Update: Thanks to the contributions received here I have been able to buy 12 new game cameras and fund a crew of undergraduates and myself to conduct preliminary research through the summer of 2016. I am, however, excited to continue this campaign. If I can raise sufficient funds ($8000) I will be able to conduct this research full-time through the winter and summer of 2017 - which is necessary for me to robustly answer these questions. I am so grateful to all my supporters for their help.
In brief:
- Wild introduced burros dig wells of more than a meter deep to reach subsurface water in the Sonoran desert.

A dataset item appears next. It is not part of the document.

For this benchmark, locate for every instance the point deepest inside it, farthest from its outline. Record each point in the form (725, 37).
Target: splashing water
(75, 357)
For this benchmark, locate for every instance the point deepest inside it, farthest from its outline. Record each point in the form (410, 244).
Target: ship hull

- Many species use these wells for drinking water
- This behavior has never been described in the literature, likely due to prevailing negative attitudes towards introduced species
- My research is motivated by the desire to understand these species as they are, without a priori categorization of them as 'pests'
Four years ago I was camping on a beautiful river in the Sonoran desert of Arizona. This river winds through a brutally gorgeous landscape that looks like melted wax; old multicolored volcanic debris, steep canyons, saguaros and cottonwoods. As a field biologist, I was becoming interested in how ecologists understand and describe invasive species. I was beginning to realize that to demonize a species because it doesn't belong may prevent us from seeing what it actually does. It was on this trip that I began seeing, after years of working and camping on this river without noticing, these strange features: wells.
Three years later, I have documented the origin of these wells, and confirmed my suspicions: burros dig wells. Burro well-digging has never been described in the scientific literature. Burros are introduced species that are commonly described by the scientific community as "scourges". Nearly all primary scientific effect-studies about them focus on how burros overgraze and outcompete native species. Yet these studies have failed to yield generalizable understandings because of weak methodologies and their failure to consider the ecological context of apex predator control. This is the essentialist paradigm that this well-digging phenomena forcefully brings into question.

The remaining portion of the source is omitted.